I found an old example where I was trying to build a better classifier to explain sentiment and things like that. The prompt was basically: “My machine learning professor told me how to build a classifier to tell the difference between sentence A and sentence B.” Then I gave sentence A as an example like: “refuse to be sick out there, kill this one at a time, LOL Claritin,” or “BF this, that worked very well.” The key point was that I wanted something that could tell the difference between a sentence that says something worked and a sentence that says it didn’t—even when there’s profanity or aggressive phrasing that could make it very easy to misread as “negative” when it’s actually “positive.”
And what I liked was that invoking a machine learning professor didn’t just help a little—it gave significantly better output. It wasn’t just “trying harder.” It gave the model a place in the embedding space to stand, a frame for how someone studying machine learning or natural language processing would evaluate the problem and what they’d call attention to.

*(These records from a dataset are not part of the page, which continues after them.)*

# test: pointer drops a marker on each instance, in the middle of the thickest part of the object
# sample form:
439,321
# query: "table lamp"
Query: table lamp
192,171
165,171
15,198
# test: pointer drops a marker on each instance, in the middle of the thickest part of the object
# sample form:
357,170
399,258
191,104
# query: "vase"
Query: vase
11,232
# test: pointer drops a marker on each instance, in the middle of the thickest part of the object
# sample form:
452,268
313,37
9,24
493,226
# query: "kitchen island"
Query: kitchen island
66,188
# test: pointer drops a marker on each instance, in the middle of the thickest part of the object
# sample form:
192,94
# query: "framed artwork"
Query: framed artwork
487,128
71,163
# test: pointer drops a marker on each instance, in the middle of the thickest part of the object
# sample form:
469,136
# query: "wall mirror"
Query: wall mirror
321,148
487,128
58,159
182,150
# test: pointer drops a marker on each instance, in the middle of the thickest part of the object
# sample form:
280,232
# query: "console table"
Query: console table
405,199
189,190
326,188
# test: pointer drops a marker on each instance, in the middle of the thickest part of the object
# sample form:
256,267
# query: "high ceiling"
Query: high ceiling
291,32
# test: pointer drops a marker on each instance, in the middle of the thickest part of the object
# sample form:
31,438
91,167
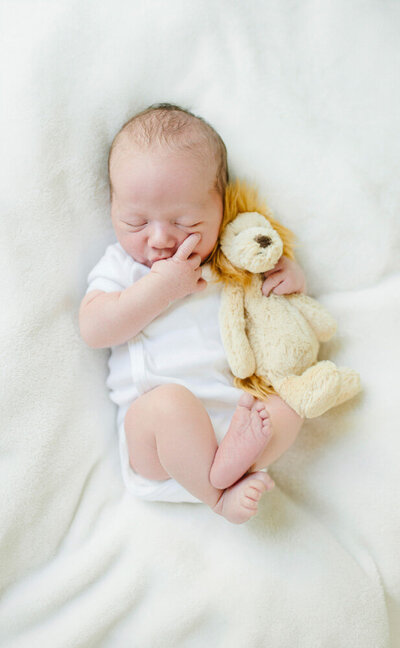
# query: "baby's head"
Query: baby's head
168,172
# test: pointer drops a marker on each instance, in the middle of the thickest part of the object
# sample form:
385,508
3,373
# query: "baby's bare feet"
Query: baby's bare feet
239,503
248,434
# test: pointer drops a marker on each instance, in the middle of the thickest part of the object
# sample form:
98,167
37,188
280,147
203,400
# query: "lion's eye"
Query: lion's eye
263,240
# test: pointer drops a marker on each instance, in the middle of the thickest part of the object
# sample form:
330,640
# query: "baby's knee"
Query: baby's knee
169,396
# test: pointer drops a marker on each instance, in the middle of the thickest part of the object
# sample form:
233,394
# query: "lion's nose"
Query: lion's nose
263,240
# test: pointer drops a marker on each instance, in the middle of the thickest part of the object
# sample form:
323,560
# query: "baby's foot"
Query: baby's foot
239,503
248,434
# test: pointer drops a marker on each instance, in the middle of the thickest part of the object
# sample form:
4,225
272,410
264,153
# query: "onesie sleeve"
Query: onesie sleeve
114,271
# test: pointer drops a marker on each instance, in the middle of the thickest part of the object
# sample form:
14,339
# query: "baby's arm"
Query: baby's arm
284,279
108,319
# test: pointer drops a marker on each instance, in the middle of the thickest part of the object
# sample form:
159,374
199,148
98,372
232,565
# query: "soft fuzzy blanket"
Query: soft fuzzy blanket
306,97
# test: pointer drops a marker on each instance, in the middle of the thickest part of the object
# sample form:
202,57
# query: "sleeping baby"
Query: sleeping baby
186,433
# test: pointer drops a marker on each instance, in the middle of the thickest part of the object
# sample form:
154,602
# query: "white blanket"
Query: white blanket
306,97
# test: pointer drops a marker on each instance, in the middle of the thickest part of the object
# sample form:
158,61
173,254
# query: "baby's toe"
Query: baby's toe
246,400
255,493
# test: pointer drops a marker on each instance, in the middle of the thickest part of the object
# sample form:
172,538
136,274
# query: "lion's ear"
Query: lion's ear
250,243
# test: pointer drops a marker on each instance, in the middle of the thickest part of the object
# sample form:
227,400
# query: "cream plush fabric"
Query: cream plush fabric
306,97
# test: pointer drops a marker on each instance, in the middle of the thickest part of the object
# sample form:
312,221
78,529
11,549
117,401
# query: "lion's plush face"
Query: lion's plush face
250,242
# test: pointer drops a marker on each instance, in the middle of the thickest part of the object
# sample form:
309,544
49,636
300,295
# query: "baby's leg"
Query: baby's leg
169,434
272,420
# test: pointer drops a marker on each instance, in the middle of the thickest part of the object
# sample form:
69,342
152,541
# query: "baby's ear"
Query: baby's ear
251,243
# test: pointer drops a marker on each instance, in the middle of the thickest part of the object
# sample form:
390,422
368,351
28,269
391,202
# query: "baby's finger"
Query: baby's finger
187,247
276,268
271,283
201,284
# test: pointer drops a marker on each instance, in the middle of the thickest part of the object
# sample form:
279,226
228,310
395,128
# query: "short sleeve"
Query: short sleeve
113,272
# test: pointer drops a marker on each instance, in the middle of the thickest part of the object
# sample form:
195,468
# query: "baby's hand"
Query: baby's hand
181,273
285,278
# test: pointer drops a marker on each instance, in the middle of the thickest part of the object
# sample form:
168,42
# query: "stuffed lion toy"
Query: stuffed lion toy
272,343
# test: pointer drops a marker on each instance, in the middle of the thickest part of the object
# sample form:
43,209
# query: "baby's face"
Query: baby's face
160,198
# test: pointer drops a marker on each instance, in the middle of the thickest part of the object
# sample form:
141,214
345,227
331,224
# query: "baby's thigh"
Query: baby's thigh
155,412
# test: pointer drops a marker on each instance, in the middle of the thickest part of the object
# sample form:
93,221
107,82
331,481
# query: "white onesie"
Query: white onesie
182,345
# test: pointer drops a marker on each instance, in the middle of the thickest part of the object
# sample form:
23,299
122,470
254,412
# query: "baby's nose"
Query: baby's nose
161,236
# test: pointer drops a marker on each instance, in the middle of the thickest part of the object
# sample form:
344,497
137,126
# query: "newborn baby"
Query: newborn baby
185,432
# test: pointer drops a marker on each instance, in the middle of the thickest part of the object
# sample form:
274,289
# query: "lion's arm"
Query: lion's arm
233,332
320,320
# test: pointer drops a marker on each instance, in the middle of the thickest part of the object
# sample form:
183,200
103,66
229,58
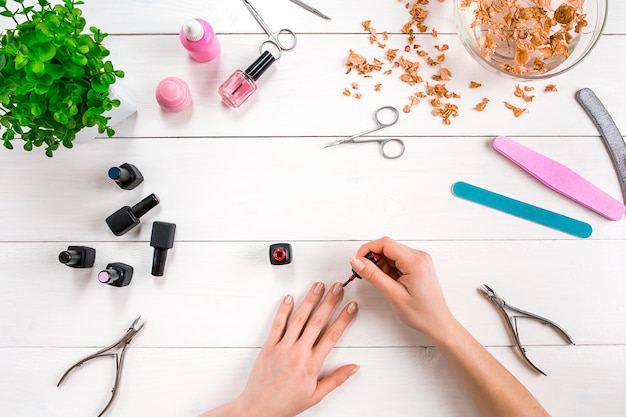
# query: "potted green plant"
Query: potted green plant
55,78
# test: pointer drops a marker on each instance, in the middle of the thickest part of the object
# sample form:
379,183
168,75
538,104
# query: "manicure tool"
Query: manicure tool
521,209
122,344
374,257
609,131
381,125
310,9
560,178
503,306
273,38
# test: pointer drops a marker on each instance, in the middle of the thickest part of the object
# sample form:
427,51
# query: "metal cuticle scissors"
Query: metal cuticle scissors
379,115
122,343
273,38
511,322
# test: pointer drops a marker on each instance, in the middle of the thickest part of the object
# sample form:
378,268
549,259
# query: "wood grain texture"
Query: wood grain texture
236,181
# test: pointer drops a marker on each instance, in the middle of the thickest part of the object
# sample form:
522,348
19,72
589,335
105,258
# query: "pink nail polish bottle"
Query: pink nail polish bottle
240,86
198,38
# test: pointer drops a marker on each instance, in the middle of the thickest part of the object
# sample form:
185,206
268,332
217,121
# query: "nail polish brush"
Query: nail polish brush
374,257
127,217
127,176
162,240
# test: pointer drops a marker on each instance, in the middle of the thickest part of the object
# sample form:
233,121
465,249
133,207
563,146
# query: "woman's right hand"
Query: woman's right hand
407,278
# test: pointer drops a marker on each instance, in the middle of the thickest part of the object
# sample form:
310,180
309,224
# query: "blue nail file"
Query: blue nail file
521,209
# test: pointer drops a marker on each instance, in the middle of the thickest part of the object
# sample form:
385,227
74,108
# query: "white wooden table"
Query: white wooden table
235,182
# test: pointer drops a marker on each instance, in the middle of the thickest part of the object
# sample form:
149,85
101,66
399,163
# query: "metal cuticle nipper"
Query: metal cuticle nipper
511,322
120,344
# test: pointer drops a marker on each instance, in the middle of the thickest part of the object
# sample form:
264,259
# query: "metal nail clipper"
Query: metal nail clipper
122,344
511,322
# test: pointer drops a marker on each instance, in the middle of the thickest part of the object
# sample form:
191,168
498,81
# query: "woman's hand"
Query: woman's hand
407,278
285,379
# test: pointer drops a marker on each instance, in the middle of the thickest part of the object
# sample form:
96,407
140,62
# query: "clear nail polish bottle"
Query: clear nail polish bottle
240,86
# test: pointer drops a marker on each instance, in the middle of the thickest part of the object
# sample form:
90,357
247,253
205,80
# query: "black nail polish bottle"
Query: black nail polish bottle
127,217
280,253
161,240
116,274
127,176
78,256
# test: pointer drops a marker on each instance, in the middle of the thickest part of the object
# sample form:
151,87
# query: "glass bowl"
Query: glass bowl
530,39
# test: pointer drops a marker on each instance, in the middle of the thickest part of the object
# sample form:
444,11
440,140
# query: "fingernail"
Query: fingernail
352,307
357,264
318,288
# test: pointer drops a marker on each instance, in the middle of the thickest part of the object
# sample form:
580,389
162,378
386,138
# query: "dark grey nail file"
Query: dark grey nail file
609,131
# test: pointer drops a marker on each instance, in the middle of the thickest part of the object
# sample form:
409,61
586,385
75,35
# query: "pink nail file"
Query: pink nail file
560,178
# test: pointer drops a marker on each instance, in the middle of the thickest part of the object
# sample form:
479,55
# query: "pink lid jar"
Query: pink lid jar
173,94
198,38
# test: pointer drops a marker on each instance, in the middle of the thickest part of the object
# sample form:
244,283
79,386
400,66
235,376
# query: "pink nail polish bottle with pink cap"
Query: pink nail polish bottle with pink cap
198,38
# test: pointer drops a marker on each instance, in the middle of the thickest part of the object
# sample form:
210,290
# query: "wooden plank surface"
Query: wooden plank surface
236,181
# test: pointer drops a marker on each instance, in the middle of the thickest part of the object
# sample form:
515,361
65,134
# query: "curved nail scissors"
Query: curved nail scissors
122,343
381,124
502,306
273,38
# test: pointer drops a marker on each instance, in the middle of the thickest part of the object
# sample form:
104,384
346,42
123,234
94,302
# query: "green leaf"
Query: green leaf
55,71
99,85
44,52
79,59
37,67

That’s really one of the reasons those methods worked: there are many different ways to solve a problem. I can ask a plumber how to solve a leak. I can ask a hydraulicist how to solve a leak. I can ask a chemist how to solve a leak. Those answers will depend a lot on the nature of the leak.
And it’s the same with bigger problems like sentiment. Sometimes I need a machine learning expert. Sometimes I need someone who’s an expert in natural language processing. Sometimes I need a psychoanalyst. That’s what the “invoking an expert would solve this problem” idea was really showing: the persona isn’t just decoration—it’s a way of selecting what kind of explanation, what kind of distinctions, and what kind of solution path the model should try to produce.
In those early-stage prompts—back in summer 2020—you can see the pattern clearly. You had to say, “Hey, this person solved this problem for me, and this was the explanation,” and that served as the invitation to the model to actually solve the problem in that mode.